In consistency with the in vitro anticoagulating effect of trehalose octasulfate, coagulation parameters APTT and PT were prolonged in vivo as well. Plasma isolated from the trehalose octasulfate injected rats showed a delayed coagulation in both the intrinsic and extrinsic pathways at the optimum antithrombotic dosage. Figure 6 shows the APTT and PT profile of trehalose octasulfate treated rat. Approximately 2-fold rise in both the clotting times was observed as compared to both the control plasma and the plasma isolated from ligated (thrombotic) animal.

3.6. Antiplatelet Effect

Whole blood aggregation study was conducted to evaluate the efficacy of trehalose octasulfate on platelet aggregation. Trehalose octasulfate appreciably decreased the impedance of ADP induced platelet aggregation. Figure 7 shows a representative platelet aggregation curve of trehalose octasulfate treated animals, measured in freshly collected whole blood. A decrease in platelet aggregation in blood collected from trehalose octasulfate injected animals was observed. Therefore, platelet aggregation studies revealed the antiplatelet activity of trehalose octasulfate, suggesting a dual mechanism of action in modulating coagulation.

4. Conclusion

Trehalose octasulfate in the present study showed a significant and dose-dependent retardation of intrinsic and extrinsic coagulation pathways both in vivo and ex vivo. Unmodified/nonsulfated trehalose did not affect coagulation, indicative of sulfation being an ideal strategy to impart anticoagulant properties in natural scaffolds. Trehalose octasulfate also showed promising antithrombotic property against IVC statis-induced venous thrombosis model in rats, which is one of the most efficient models for screening antithrombotic activity of the drugs. Further, the antiplatelet activity of trehalose octasulfate in terms of ADP induced platelet aggregation indicated their antiplatelet activity. Thus, from the mechanistic point, trehalose octasulfate employs a multitarget strategy to modulate the activity of multiple components of thrombus formation, suggesting a dual mechanism of action.
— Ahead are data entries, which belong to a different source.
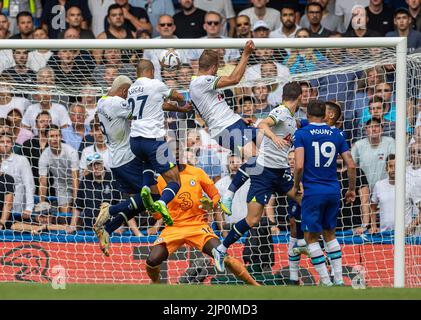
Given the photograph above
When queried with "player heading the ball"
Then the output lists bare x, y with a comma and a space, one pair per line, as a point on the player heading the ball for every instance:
226, 127
316, 148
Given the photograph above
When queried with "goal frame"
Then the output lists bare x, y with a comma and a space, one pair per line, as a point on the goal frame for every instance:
399, 43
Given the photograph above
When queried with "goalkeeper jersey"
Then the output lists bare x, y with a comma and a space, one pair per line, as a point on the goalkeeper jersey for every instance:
211, 105
113, 114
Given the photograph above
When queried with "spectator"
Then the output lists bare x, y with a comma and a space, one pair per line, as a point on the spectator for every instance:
76, 132
58, 112
20, 73
7, 189
380, 17
243, 27
113, 58
304, 60
54, 21
259, 11
261, 93
370, 153
14, 8
33, 148
359, 22
135, 18
19, 168
25, 26
356, 215
383, 202
402, 20
99, 10
344, 10
115, 30
95, 188
62, 162
19, 134
329, 20
7, 101
239, 202
314, 13
226, 11
74, 20
38, 59
260, 29
99, 147
288, 26
414, 8
189, 21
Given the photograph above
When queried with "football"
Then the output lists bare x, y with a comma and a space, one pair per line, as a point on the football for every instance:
169, 59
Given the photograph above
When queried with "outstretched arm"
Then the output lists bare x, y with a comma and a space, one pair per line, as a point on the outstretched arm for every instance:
237, 74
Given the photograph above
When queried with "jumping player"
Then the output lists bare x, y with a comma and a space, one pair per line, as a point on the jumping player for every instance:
271, 172
316, 148
225, 126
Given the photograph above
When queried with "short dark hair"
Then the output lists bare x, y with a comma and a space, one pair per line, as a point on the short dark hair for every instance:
291, 91
113, 7
336, 108
245, 99
316, 108
314, 4
24, 14
390, 157
53, 127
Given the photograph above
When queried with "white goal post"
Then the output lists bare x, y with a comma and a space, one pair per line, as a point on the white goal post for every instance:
400, 45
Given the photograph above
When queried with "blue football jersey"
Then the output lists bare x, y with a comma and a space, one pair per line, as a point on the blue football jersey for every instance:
321, 146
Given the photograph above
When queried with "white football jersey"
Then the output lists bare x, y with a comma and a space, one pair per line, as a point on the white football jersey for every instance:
210, 104
145, 98
270, 155
113, 114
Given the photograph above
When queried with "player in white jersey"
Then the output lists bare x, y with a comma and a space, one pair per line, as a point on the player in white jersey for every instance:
225, 126
147, 97
271, 173
113, 117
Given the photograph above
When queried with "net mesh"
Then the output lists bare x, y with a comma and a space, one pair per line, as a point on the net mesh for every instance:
37, 243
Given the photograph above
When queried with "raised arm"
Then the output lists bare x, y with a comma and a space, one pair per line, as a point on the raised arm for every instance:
237, 74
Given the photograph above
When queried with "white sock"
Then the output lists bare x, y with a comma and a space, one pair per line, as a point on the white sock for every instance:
229, 194
318, 261
294, 264
333, 250
301, 243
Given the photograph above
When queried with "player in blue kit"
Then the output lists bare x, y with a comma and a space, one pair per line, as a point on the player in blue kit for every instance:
316, 148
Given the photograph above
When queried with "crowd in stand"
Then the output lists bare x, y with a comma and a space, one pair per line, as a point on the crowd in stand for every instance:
52, 149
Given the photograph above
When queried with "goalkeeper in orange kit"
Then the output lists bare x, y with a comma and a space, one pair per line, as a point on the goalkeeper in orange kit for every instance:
189, 211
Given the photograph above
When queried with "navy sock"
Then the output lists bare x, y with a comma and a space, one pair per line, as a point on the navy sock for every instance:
300, 233
242, 175
170, 191
236, 232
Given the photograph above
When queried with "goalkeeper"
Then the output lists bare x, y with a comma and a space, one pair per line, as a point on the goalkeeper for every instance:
189, 211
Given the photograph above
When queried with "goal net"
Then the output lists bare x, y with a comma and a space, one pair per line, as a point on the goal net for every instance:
61, 87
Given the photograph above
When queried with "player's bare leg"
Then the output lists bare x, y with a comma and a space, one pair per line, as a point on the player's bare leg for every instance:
234, 265
333, 250
254, 214
158, 254
317, 257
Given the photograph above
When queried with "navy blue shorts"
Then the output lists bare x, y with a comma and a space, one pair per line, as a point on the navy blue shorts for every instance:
154, 153
132, 176
294, 209
319, 212
268, 182
236, 135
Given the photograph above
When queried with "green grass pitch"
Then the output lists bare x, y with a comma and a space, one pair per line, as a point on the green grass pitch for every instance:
196, 292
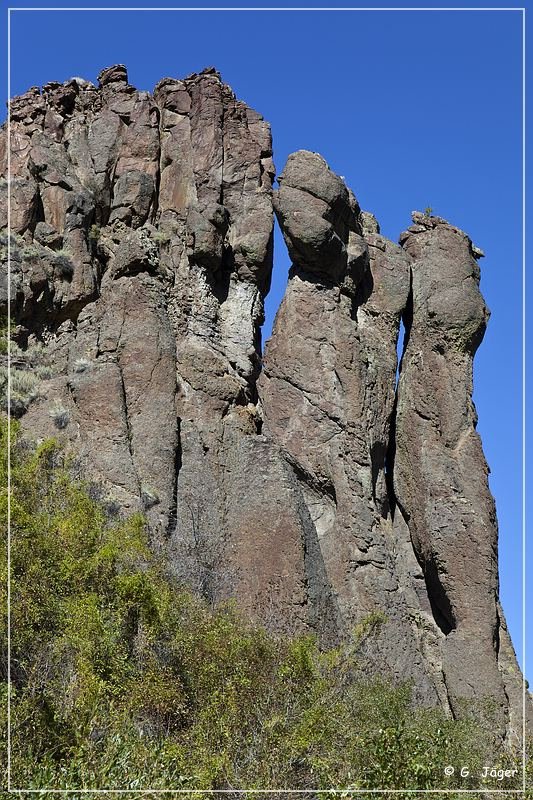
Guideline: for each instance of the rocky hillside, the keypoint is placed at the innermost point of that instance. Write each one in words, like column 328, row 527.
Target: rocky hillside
column 307, row 482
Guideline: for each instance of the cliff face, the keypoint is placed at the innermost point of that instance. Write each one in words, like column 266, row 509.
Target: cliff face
column 314, row 487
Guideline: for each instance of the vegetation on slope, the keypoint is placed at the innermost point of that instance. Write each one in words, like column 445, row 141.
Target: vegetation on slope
column 122, row 680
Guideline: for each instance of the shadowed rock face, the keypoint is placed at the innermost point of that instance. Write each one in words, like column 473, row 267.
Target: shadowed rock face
column 310, row 486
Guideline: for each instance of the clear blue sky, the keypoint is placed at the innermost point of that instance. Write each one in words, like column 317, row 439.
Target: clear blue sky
column 414, row 108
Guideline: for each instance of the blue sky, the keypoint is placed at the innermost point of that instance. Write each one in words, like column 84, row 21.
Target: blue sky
column 413, row 108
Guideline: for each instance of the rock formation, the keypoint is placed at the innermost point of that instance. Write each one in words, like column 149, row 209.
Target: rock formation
column 316, row 488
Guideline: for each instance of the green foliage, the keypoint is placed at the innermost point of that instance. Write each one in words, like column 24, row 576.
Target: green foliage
column 28, row 368
column 123, row 680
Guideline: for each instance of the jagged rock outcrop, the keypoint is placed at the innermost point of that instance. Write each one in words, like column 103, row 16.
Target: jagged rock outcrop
column 310, row 486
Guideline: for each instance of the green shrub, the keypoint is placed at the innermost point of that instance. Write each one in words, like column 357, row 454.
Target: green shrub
column 123, row 680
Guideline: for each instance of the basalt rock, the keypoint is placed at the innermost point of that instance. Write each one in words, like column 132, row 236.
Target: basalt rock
column 316, row 488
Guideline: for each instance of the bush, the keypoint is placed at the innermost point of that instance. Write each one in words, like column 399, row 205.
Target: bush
column 123, row 680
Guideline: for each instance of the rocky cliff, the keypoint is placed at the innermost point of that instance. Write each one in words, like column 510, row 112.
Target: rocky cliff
column 309, row 482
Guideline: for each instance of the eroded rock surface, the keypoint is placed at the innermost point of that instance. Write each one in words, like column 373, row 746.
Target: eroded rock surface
column 310, row 486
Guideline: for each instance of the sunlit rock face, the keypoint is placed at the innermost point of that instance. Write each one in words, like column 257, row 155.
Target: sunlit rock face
column 312, row 484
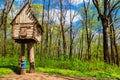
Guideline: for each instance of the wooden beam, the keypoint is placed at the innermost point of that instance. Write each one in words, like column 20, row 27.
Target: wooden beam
column 31, row 57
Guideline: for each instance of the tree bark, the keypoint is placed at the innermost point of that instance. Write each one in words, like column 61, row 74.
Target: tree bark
column 105, row 39
column 62, row 27
column 31, row 57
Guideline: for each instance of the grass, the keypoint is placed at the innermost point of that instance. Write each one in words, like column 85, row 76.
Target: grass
column 73, row 67
column 5, row 71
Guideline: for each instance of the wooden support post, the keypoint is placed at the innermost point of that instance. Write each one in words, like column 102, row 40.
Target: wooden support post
column 31, row 57
column 22, row 71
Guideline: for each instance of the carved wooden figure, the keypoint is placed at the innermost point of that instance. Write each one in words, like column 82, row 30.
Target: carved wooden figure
column 26, row 29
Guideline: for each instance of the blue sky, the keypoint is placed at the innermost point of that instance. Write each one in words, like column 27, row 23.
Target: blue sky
column 76, row 4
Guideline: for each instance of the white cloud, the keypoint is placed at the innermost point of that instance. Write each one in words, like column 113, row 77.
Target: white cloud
column 76, row 2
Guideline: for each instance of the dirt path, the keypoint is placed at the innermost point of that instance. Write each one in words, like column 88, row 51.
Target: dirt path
column 43, row 76
column 38, row 76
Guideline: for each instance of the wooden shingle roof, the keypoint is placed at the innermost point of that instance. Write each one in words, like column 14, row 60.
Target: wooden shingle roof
column 35, row 21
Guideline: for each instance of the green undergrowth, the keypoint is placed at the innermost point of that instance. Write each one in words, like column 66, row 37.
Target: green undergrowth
column 73, row 67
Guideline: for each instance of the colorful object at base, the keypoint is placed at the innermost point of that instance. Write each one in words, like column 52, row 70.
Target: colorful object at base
column 23, row 64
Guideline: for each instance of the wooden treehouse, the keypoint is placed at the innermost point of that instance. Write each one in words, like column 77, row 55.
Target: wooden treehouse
column 26, row 29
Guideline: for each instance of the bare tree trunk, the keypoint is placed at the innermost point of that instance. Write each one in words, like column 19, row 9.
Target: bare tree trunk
column 71, row 33
column 22, row 71
column 31, row 57
column 98, row 47
column 58, row 40
column 112, row 42
column 87, row 32
column 6, row 10
column 62, row 27
column 105, row 40
column 41, row 48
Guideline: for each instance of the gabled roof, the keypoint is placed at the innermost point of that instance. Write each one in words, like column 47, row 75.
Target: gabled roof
column 32, row 13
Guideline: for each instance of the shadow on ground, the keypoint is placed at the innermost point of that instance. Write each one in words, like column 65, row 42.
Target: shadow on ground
column 14, row 68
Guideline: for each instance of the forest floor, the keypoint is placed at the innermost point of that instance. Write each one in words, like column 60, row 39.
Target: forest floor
column 41, row 76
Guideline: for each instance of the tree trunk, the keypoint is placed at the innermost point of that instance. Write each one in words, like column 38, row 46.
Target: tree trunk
column 105, row 40
column 58, row 40
column 22, row 71
column 62, row 27
column 31, row 57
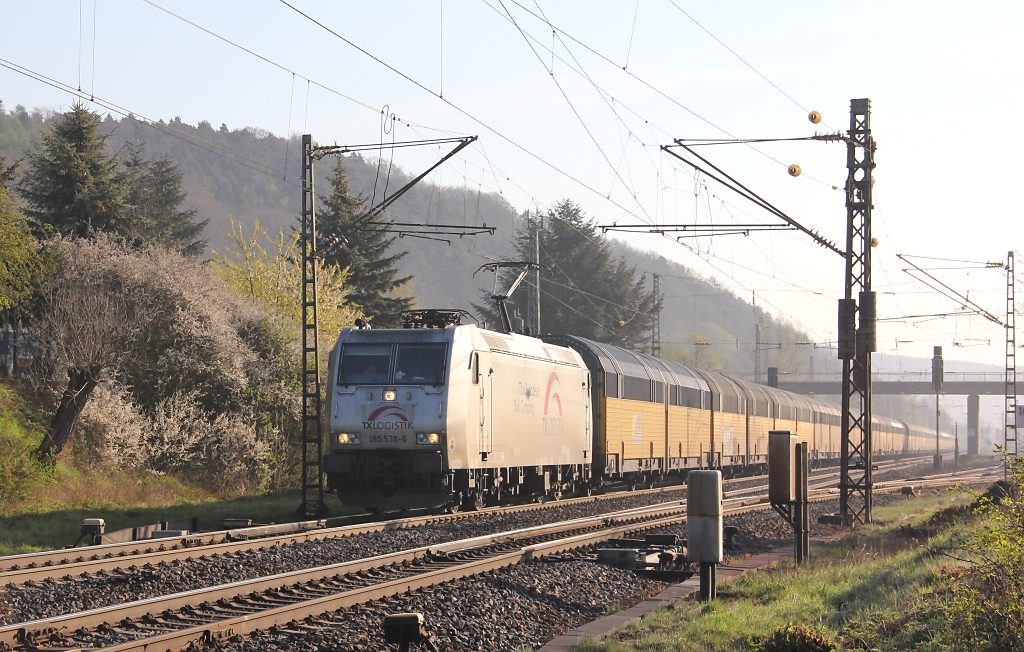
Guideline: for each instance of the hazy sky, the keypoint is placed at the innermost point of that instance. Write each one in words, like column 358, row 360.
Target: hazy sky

However, the molecular details of its role in reducing the coagulation need to be completely understood.


HCII:Heparin cofactor II
ADP:Adenosine 5′-Diphosphate
HBD:Heparin binding domain
DVT:Deep vein thrombosis
PE:Pulmonary embolism
VTE:Venous thromboembolism
LMWH:Low molecular weight heparin
fXa:Factor Xa
DHPs:Dehydrogenation polymers
APTT:Activated partial thromboplastin time
PT:Prothrombin time
TLC:Thin-layer chromatography

Conflict of Interests

The authors have no conflict of interests to declare.


The research in the lab is supported by grants from University Grant Commission, Department of Biotechnology, and Indian Council of Medical research, Government of India. Qudsia Rashid is supported by CSIR-SRF.